総資産は、前連結会計年度末に比べてほぼ横ばいの28,654百万円となりました。これは主に、電子記録債権の増加807百万円、受取手形及び売掛金の増加309百万円、有形固定資産の増加170百万円、商品及び製品の増加99百万円等があった一方で、現金及び預金の減少1,192百万円等があったことによるものであります。
負債は7,442百万円となり、前連結会計年度末に比べ98百万円減少いたしました。これは主に、支払手形及び買掛金の増加304百万円、電子記録債務の増加260百万円等があった一方で、未払法人税等の減少383百万円、未払費用を始めとしたその他流動負債の減少300百万円等があったことによるものであります。

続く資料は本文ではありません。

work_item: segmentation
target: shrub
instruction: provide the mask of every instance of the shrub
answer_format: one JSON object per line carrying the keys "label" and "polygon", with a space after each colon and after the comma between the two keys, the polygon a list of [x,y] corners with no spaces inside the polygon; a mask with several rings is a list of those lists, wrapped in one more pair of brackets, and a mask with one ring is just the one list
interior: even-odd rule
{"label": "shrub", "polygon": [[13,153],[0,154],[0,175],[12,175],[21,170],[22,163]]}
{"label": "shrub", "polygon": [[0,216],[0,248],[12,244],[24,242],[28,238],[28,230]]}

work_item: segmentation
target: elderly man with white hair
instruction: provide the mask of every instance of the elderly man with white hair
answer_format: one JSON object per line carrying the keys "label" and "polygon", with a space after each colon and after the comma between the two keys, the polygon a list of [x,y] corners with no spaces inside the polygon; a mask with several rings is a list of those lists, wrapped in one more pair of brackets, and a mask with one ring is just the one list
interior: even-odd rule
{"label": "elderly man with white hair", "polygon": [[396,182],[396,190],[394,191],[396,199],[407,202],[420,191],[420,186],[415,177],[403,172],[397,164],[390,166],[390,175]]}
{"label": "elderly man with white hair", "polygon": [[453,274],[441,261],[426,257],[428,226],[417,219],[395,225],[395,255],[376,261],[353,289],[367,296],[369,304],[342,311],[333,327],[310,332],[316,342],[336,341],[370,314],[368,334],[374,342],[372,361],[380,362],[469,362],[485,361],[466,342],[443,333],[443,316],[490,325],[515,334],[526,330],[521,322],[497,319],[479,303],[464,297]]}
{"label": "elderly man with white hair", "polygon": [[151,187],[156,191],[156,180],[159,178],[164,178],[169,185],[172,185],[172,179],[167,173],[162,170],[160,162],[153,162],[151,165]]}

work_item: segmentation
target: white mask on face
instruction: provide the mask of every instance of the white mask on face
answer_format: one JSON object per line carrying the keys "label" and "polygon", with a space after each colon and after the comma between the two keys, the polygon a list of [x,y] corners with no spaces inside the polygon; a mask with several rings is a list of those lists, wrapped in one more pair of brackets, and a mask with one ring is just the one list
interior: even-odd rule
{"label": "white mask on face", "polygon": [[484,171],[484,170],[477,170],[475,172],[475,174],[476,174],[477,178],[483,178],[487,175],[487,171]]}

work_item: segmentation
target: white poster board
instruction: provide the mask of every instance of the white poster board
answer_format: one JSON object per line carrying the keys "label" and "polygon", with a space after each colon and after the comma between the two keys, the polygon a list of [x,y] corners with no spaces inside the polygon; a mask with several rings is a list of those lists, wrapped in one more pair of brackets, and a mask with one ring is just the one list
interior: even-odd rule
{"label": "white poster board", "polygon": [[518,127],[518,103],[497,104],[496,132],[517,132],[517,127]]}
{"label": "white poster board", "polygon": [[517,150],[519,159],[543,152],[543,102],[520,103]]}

純資産は21,211百万円となり、前連結会計年度末と比べ288百万円増加いたしました。これは主に、親会社株主に帰属する四半期純利益757百万円の計上による増加があった一方で、配当金支払による減少475百万円があったことによるものであります。
これらの結果、自己資本比率は前連結会計年度末より0.5ポイント増加し、74.0%となっております。
(2)会計上の見積り及び当該見積りに用いた仮定
前事業年度の有価証券報告書に記載した「経営者による財政状態、経営成績及びキャッシュ・フローの状況の分析」中の会計上の見積り及び当該見積りに用いた仮定の記載について重要な変更はありません。
(3)経営方針・経営戦略等
当第1四半期連結累計期間において、当社グループが定めている経営方針・経営戦略等について重要な変更はありません。
(4)優先的に対処すべき事業上及び財務上の課題
当第1四半期連結累計期間において、当社グループが優先的に対処すべき事業上及び財務上の課題について重要な変更はありません。
(5)研究開発活動
当第1四半期連結累計期間におけるグループ全体の研究開発活動の金額は、26,439千円であります。
なお、当第1四半期連結累計期間において、当社グループの研究開発活動の状況に重要な変更はありません。